The ::part() will be able to see a container name set on the host element from within the shadow, tho, so there's still some shadow-leakage right at the boundary. But boundary leakage on the host is unavoidable so it's okay.
You are probably saying it's unavoidable more generally, but at least for the specific case you mention there, that is avoidable if container names were tree-scoped?
But this worked because we're doing this stuff at selector-resolution time, where we know that we're resolving a pseudo-element reference. Is it still possible to do when the search is initiated due to a property value rather than a selector? That's well after we're done with Selectors.
I think you're right. The fact that a value "originates" from a pseudo-element-rule is long gone by the time we're ready to apply the effects of that value. We'd have to invent some new concept which would retain that fact. And at that point it seems preferable to re-use tree-scoped references.
Not that I love tree-scoped references so much (they're expensive: we have to hold an entire TreeScope pointer next to each name, and lookup of things generally becomes more complicated), but trying to apply the 5984 CQ behavior to situations that can't be resolved selector-matching-time (e.g. anchor names, timeline names) seems like a worse alternative in practice.
that is avoidable if container names were tree-scoped?
Right, we could additionally add tree-scoping and avoid some additional leakage. But also some amount of boundary leakage is still unavoidable, since if both light and shadow set a name on the host one of them will win and cause the other to lose. ^_^ Tree-scoped would prevent ::part(foo) { container-name: foo; } from messing with the shadow content, too, tho as I note there's no use-case for doing so right now except messing with the shadow so that's probably not very important.

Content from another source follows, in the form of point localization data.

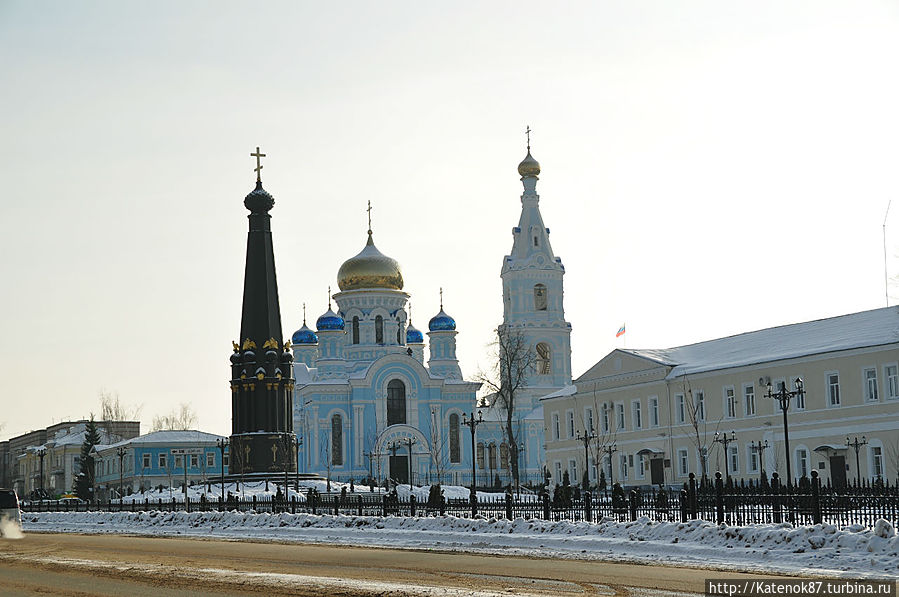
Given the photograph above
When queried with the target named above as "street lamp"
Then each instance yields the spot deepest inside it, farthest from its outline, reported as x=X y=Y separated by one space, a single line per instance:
x=857 y=445
x=724 y=440
x=222 y=443
x=586 y=439
x=783 y=397
x=609 y=450
x=472 y=424
x=120 y=452
x=760 y=448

If they were tree-scoped, my example would result in the CQ in the shadow succeeding (it would skip the container-name set from the light and find the expected CQ on the host) and the CQ in the light failing (it starts its search for container names on the host, and fails to find any container names at all).
I think you're right. The fact that a value "originates" from a pseudo-element-rule is long gone by the time we're ready to apply the effects of that value. We'd have to invent some new concept which would retain that fact. And at that point it seems preferable to re-use tree-scoped references.
Ok, thanks for confirming my intuition. I'll get something written more explicitly in Scoping defining the behavior of tree-scoped names established by properties.